By contrast, most test-generation tools aim to produce ready-to-run test suites...
and implicitly assume that the current behavior is the desired behavior.
However, the code might contain bugs, and we want our tests to fail if it does!
Worse, tools require that the code to be tested is finished and executable,
making it impossible to generate tests as part of the development process.
`Fraser 2013`_ found that evolving a high-coverage test suite (e.g.
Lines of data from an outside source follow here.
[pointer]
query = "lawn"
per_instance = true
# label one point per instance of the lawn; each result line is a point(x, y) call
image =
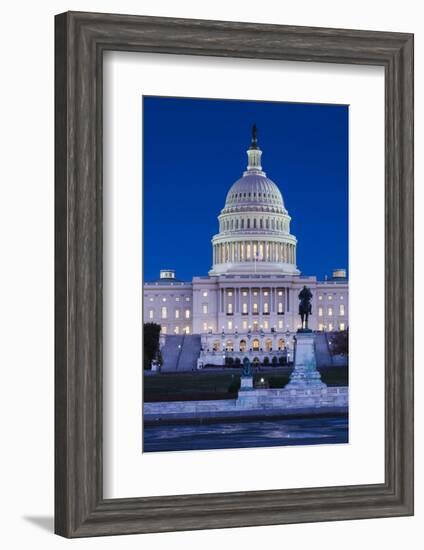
point(223, 384)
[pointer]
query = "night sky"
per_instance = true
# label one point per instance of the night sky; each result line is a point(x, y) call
point(195, 149)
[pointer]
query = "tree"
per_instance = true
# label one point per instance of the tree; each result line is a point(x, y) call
point(151, 334)
point(339, 343)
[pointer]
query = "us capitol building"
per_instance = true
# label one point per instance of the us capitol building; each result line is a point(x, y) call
point(247, 305)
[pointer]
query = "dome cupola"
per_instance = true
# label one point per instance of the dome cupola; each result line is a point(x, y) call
point(254, 225)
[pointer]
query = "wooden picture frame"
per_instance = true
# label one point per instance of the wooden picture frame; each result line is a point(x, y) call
point(81, 39)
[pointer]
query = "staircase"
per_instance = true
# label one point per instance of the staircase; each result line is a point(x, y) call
point(322, 351)
point(190, 352)
point(180, 353)
point(171, 352)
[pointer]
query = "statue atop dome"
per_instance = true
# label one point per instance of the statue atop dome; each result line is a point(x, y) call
point(254, 143)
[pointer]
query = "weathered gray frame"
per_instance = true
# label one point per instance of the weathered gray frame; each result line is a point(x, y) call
point(81, 39)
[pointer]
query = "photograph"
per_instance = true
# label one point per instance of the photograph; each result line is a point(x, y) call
point(245, 273)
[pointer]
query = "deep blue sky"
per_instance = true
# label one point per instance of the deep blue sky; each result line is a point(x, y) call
point(195, 149)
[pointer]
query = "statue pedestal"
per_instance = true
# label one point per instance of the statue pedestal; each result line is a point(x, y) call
point(246, 383)
point(305, 373)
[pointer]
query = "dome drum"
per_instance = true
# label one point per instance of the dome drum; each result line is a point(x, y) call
point(254, 226)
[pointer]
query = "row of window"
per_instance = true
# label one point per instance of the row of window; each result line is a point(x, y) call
point(330, 311)
point(330, 327)
point(177, 299)
point(329, 297)
point(265, 326)
point(177, 330)
point(256, 345)
point(164, 313)
point(255, 308)
point(254, 223)
point(235, 196)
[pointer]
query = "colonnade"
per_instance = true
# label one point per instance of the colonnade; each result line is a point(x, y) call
point(247, 251)
point(253, 301)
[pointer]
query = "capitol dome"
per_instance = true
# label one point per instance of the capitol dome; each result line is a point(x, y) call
point(254, 225)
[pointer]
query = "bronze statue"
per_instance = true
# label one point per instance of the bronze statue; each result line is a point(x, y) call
point(305, 308)
point(247, 368)
point(254, 143)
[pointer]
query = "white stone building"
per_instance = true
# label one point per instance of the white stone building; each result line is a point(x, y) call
point(248, 303)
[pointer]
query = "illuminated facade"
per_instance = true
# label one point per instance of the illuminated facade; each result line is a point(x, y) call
point(248, 302)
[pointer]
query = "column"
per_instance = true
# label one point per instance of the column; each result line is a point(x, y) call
point(250, 302)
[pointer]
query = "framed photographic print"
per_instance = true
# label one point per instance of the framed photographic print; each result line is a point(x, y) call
point(234, 274)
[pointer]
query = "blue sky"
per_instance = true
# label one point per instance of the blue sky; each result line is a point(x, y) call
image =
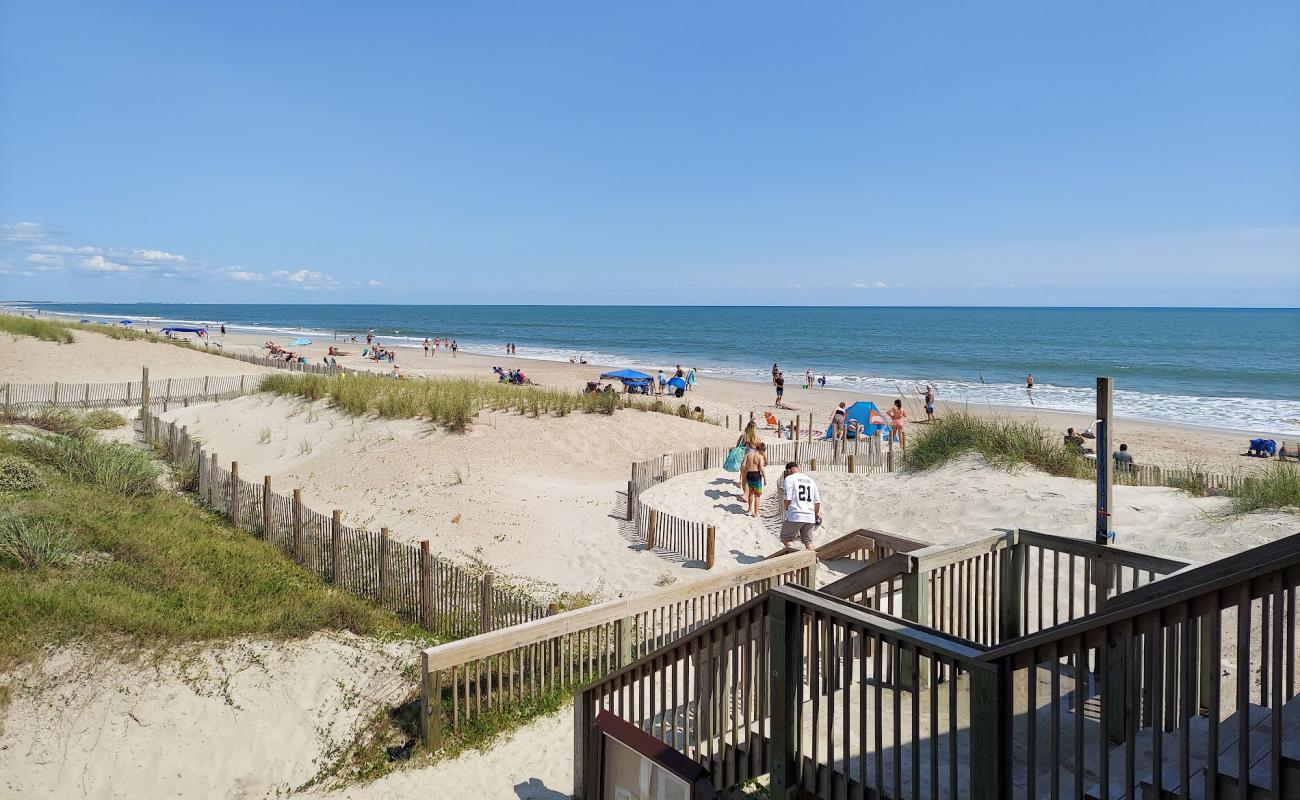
point(668, 152)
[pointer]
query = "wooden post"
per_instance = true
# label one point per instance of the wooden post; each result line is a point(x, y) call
point(430, 705)
point(425, 605)
point(336, 545)
point(785, 623)
point(914, 670)
point(485, 605)
point(623, 634)
point(265, 507)
point(384, 566)
point(234, 493)
point(1010, 623)
point(991, 734)
point(298, 524)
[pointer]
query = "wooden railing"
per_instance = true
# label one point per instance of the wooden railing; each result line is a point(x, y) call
point(163, 393)
point(468, 678)
point(406, 579)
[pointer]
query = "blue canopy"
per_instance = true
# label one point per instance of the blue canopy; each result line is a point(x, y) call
point(863, 413)
point(627, 375)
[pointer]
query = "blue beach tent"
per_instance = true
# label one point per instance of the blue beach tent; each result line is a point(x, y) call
point(627, 375)
point(863, 413)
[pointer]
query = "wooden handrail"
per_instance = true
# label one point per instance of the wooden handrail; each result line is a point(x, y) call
point(455, 653)
point(1184, 586)
point(1153, 562)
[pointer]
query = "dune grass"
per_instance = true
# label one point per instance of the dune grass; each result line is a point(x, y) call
point(450, 402)
point(1275, 489)
point(98, 565)
point(1001, 441)
point(46, 331)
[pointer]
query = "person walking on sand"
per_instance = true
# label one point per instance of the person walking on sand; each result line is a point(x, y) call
point(752, 470)
point(897, 418)
point(802, 509)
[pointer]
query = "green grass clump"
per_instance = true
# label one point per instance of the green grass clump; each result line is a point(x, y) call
point(30, 543)
point(18, 475)
point(103, 419)
point(46, 331)
point(451, 402)
point(1278, 488)
point(113, 466)
point(164, 571)
point(1001, 441)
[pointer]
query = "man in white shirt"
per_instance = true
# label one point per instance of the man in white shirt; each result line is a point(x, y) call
point(802, 509)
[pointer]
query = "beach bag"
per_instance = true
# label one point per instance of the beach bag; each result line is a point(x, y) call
point(733, 459)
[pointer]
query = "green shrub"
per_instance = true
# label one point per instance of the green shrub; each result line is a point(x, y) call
point(103, 419)
point(113, 466)
point(1001, 441)
point(46, 331)
point(30, 543)
point(18, 475)
point(1278, 488)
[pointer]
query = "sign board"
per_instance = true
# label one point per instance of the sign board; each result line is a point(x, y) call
point(633, 765)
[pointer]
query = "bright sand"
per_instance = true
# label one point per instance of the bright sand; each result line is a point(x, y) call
point(538, 500)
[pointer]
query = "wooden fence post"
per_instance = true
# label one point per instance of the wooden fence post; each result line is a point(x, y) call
point(913, 670)
point(485, 605)
point(384, 566)
point(265, 507)
point(430, 705)
point(298, 524)
point(424, 586)
point(336, 545)
point(234, 493)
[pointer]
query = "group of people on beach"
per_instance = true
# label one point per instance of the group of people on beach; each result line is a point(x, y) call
point(430, 346)
point(802, 500)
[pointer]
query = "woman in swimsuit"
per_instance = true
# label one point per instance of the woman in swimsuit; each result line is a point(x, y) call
point(753, 471)
point(897, 416)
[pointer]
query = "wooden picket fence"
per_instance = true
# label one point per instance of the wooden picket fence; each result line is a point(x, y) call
point(402, 578)
point(161, 392)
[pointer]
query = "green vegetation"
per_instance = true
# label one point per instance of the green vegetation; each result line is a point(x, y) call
point(451, 403)
point(1001, 441)
point(96, 558)
point(1278, 488)
point(46, 331)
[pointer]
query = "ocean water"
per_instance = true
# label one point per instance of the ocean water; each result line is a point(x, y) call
point(1216, 367)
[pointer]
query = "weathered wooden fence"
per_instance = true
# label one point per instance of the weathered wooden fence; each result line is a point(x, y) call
point(482, 674)
point(167, 393)
point(406, 579)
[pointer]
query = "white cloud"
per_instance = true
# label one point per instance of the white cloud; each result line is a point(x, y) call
point(307, 280)
point(156, 256)
point(22, 233)
point(98, 263)
point(241, 275)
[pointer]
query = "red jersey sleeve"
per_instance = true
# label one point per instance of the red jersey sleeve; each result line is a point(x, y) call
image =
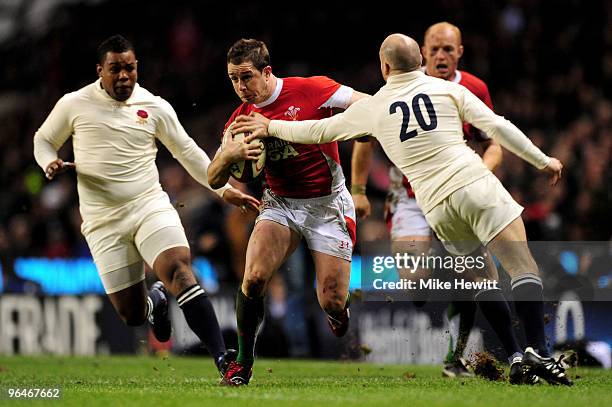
point(320, 88)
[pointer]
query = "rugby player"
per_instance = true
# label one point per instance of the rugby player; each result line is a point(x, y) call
point(127, 217)
point(306, 195)
point(418, 120)
point(442, 49)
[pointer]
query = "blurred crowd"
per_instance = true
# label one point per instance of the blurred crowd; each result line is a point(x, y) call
point(550, 73)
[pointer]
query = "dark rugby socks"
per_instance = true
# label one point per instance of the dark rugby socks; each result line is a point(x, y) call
point(467, 312)
point(495, 309)
point(527, 294)
point(249, 315)
point(200, 316)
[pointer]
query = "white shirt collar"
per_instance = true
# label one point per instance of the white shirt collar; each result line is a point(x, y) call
point(134, 97)
point(274, 96)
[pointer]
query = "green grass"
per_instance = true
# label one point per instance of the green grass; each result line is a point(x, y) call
point(182, 381)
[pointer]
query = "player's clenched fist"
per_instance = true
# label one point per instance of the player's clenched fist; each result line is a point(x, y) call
point(554, 168)
point(255, 123)
point(57, 167)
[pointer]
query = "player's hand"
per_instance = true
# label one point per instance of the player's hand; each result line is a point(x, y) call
point(240, 199)
point(57, 167)
point(554, 168)
point(235, 151)
point(255, 124)
point(362, 205)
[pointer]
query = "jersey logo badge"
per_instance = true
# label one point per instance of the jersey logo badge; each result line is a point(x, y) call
point(292, 112)
point(142, 116)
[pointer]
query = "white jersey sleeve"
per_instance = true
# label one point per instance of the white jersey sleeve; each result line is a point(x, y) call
point(52, 134)
point(172, 135)
point(354, 122)
point(474, 111)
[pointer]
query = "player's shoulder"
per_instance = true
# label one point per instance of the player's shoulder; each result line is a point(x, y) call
point(471, 81)
point(80, 94)
point(243, 108)
point(293, 82)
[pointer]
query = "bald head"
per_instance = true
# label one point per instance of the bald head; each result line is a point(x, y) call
point(444, 28)
point(401, 53)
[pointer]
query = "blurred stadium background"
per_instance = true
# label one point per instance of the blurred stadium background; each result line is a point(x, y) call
point(549, 72)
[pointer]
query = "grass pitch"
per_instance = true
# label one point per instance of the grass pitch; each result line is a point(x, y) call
point(183, 381)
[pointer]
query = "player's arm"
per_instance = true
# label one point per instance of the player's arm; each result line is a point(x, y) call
point(231, 152)
point(357, 96)
point(361, 162)
point(475, 112)
point(49, 139)
point(492, 153)
point(352, 123)
point(172, 135)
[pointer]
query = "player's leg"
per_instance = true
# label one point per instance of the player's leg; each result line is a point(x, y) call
point(328, 226)
point(333, 276)
point(160, 239)
point(458, 238)
point(122, 274)
point(269, 246)
point(510, 248)
point(167, 251)
point(130, 303)
point(498, 224)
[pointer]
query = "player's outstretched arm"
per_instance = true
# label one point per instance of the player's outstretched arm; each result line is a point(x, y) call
point(554, 168)
point(492, 154)
point(475, 112)
point(355, 122)
point(51, 136)
point(360, 168)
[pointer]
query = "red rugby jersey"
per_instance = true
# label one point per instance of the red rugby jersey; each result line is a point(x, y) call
point(299, 170)
point(480, 90)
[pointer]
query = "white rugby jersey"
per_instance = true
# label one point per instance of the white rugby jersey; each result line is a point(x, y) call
point(418, 121)
point(114, 144)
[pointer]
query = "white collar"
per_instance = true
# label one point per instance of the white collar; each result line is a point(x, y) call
point(134, 97)
point(274, 96)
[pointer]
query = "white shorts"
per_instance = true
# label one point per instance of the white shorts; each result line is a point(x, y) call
point(327, 223)
point(473, 215)
point(136, 231)
point(407, 219)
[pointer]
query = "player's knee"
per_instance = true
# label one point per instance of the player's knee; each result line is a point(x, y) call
point(255, 280)
point(332, 298)
point(178, 275)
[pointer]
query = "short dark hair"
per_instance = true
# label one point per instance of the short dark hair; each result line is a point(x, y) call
point(251, 50)
point(116, 43)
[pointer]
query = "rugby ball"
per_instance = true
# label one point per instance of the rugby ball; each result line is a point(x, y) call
point(245, 171)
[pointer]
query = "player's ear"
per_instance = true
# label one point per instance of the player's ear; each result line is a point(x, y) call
point(267, 71)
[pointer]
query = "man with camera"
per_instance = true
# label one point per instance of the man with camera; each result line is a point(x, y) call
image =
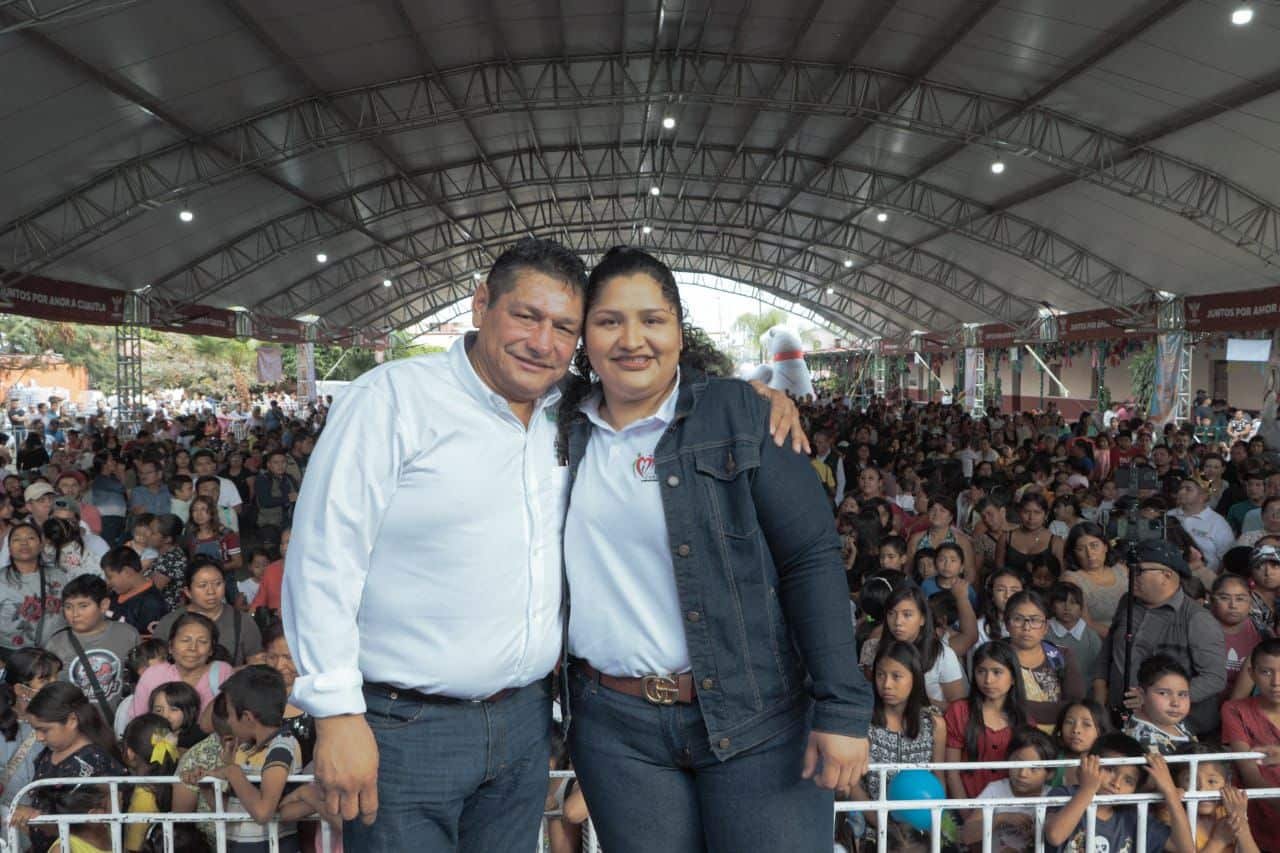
point(1165, 620)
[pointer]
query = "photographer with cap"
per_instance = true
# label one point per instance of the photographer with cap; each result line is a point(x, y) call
point(1165, 621)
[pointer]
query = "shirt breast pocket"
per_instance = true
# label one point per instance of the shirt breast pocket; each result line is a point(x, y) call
point(726, 474)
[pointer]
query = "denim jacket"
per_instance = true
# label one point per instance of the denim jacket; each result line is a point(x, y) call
point(758, 570)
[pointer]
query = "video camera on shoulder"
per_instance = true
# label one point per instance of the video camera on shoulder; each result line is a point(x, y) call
point(1128, 524)
point(1133, 479)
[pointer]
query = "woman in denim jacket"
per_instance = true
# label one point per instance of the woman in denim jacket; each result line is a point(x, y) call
point(713, 683)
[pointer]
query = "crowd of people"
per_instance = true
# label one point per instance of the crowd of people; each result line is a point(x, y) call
point(988, 561)
point(1019, 587)
point(140, 624)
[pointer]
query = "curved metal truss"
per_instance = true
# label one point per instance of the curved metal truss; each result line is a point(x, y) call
point(562, 170)
point(1080, 151)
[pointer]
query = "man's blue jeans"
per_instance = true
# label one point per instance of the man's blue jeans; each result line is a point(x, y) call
point(470, 776)
point(652, 781)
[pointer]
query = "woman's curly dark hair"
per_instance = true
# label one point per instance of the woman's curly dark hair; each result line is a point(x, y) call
point(696, 354)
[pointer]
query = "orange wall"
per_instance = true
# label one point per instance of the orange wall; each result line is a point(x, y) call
point(48, 375)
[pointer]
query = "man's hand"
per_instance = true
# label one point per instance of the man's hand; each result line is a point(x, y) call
point(346, 767)
point(844, 760)
point(784, 418)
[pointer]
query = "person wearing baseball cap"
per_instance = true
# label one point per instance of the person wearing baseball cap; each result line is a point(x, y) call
point(1165, 621)
point(1265, 573)
point(39, 498)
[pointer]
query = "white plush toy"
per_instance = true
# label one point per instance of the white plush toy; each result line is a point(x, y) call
point(786, 352)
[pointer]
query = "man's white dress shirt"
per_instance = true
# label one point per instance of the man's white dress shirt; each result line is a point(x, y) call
point(625, 615)
point(426, 541)
point(1211, 532)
Randoop_, EvoSuite_, Pynguin_)
"leads to clear improvements in commonly applied quality metrics such as code coverage
[but] no measurable improvement in the number of bugs actually found by developers"
and that "generating a set of test cases, even high coverage test cases,
does not necessarily improve our ability to test software".
Invariant detection (famously Daikon_; in PBT see e.g. `Alonso 2022`_,
QuickSpec_, Speculate_) relies on code execution. Program slicing (e.g. FUDGE_,
FuzzGen_, WINNIE_) requires downstream consumers of the code to test.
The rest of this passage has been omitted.